Muerto Ruy, hallándose em la invalidez y tendido en cama, el Dr. Moritz designó a Benavito el nuevo juez, sucesor suyo, como lo fue de Gregorio y cohen de Ruy en la orientación de los asuntos morales y espituales de su comunidad judaica. Y, así como uno de sus últimos actos, divorció a Paquira de Antonio, con carta de separación que él redactó, en puño y letra, y no despreció al niño Andrés que nació, ilegítimamente, de Rachel, su hija. E hizo mucho más porque Simón se iría a Europa. En fervor de protección, se llevó a Rachel, para que pariera su hijo, en la casa que tenía en Santiago de Cuba, y anunció la promesa de que nunca más volverían a Cárdenas en su vidas ni él ni los que estaban bajo su amparo. Antonio se quedó expulsado en Cárdenas y guardándose secretos de marrajería. Mas él no puede engendrar. Y Ruy y Moritz sabía que tenía la marca de Caín.

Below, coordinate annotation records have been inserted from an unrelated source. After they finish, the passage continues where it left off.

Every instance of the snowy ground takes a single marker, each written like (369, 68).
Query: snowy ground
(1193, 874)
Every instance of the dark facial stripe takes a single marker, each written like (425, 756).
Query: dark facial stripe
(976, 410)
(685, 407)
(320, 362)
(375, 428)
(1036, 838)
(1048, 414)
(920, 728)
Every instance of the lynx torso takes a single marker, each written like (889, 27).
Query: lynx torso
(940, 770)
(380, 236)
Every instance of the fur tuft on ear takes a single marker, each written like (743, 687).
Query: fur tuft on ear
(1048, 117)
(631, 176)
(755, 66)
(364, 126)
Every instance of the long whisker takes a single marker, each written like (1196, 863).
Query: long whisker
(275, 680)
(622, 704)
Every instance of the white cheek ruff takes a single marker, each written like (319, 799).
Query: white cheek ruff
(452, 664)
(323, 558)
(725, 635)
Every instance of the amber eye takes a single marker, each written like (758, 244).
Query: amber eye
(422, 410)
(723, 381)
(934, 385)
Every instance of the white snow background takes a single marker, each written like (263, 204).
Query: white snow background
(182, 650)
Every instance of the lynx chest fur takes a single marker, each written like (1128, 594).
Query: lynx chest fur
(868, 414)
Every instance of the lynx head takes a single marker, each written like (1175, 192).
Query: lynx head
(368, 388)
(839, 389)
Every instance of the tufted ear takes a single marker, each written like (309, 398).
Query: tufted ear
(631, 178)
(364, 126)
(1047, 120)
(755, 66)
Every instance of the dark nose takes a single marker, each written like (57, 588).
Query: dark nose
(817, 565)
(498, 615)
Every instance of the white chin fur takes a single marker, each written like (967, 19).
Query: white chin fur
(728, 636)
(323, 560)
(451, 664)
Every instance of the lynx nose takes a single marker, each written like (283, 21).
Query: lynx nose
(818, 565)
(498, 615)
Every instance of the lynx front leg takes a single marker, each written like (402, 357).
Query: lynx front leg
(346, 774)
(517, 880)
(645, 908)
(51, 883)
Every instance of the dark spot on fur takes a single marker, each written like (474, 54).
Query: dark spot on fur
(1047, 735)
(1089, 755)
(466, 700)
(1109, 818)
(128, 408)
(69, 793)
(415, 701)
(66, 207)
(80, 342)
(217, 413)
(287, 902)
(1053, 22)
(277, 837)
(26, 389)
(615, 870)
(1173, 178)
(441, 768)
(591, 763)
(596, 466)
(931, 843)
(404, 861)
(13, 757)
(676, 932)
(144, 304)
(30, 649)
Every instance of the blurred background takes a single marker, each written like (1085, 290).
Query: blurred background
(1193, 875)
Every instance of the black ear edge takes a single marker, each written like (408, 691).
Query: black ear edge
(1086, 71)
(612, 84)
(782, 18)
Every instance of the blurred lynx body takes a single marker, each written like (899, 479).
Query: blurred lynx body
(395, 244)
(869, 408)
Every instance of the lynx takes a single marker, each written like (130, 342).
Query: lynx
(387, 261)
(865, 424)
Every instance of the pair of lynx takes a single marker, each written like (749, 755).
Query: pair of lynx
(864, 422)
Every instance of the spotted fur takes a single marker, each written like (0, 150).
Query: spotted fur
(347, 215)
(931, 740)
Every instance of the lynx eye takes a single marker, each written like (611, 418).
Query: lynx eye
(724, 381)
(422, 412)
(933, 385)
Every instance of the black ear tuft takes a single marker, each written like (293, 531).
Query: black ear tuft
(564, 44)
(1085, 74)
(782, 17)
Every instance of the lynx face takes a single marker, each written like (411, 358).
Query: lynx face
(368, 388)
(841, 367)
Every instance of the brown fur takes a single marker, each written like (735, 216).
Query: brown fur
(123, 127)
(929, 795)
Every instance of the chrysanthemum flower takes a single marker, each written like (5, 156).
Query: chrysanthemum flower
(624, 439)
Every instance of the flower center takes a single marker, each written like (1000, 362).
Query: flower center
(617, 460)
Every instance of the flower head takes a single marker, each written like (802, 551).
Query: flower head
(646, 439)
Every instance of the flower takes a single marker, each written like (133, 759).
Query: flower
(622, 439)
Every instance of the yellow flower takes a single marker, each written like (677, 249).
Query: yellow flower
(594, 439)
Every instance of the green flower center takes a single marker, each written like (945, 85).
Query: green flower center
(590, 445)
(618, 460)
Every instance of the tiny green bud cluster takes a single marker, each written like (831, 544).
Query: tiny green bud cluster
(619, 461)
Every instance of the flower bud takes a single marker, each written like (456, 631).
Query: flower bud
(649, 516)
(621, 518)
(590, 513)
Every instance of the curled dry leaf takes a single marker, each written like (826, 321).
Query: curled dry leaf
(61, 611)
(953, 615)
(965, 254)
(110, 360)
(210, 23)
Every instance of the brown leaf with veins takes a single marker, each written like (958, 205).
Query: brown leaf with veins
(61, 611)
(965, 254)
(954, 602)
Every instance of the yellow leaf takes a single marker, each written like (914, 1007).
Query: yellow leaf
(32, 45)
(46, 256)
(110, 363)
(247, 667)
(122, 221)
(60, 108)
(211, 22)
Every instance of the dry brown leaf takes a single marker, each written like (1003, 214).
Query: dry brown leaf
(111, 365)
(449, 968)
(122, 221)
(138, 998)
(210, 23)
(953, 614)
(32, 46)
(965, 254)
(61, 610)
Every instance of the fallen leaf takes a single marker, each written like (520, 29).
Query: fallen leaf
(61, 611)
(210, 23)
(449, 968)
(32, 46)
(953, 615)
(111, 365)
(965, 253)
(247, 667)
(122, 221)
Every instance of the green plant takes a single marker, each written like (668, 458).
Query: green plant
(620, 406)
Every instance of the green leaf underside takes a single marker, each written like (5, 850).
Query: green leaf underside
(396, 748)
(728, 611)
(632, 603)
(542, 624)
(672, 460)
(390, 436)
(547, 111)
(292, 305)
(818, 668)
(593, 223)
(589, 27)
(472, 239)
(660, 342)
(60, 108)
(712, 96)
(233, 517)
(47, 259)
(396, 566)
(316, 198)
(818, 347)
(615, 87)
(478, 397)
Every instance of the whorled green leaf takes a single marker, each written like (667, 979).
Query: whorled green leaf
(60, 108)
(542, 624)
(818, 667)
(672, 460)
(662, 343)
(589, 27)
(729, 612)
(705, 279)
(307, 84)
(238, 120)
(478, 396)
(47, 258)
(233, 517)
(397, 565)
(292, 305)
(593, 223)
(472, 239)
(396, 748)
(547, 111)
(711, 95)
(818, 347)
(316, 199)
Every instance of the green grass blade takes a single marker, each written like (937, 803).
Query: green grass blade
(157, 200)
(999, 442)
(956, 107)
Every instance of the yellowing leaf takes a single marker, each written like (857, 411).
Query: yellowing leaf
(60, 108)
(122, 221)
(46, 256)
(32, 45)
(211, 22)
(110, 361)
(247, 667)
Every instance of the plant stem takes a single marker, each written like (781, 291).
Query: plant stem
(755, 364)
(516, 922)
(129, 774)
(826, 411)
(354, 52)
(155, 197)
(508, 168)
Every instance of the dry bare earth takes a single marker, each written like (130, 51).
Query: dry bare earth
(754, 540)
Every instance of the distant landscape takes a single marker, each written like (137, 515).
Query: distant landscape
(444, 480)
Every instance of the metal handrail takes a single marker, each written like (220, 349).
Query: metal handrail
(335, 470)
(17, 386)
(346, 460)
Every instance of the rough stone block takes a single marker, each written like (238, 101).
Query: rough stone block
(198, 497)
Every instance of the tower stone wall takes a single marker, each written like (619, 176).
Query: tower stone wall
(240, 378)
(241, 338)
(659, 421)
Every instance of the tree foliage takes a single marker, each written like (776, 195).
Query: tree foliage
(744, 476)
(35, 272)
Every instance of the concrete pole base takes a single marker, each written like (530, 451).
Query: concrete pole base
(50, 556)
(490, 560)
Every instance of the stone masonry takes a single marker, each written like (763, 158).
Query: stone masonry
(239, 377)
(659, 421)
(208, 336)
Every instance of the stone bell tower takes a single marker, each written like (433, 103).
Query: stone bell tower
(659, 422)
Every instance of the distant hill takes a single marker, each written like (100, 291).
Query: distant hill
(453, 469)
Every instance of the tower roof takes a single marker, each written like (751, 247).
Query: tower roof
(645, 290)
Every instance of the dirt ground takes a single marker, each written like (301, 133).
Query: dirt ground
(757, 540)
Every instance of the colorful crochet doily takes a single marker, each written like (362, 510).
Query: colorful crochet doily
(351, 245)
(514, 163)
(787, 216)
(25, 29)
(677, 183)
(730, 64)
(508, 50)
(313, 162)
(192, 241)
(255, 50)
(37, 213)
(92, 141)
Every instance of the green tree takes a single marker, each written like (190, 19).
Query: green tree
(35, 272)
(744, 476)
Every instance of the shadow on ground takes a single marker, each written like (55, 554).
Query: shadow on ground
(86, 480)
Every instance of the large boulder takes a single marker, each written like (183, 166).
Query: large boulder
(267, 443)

Moritz no tardó en darse cuenta de que, entre las mujeres que vivieron en su casa, ni Paqura ni Rachel, ni Alicia ni otras, fue «virtuosa», einer tugenhafte Frau. Carmen sí ganó la distinción de serlo y Rachel, con enojo, la burlaba como La Quedada, que no se casará nunca.

«¿Por qué son tan casquivanas las niñas de Moritz?», se preguntaba Carmen y se debatía, entre el desaliento por no hallar marido, y el remordimiento y la atracción, que sentía por hombres que no eran del clan.

«Tú no tienes ninguna deuda con Antonio, si no fue tu padre y ninguna deuda con Rachel, porque la amaste. Posiblemente, la amaste más que Benavito», le dijo El Cotorro y, en decir ésto ya había un consuelo de amigo, con testigos, pues allí estaban Doña Malka y Doña Sara. «Y, como sufres por ésto, te lo conté a riesgo de que me llames chismoso».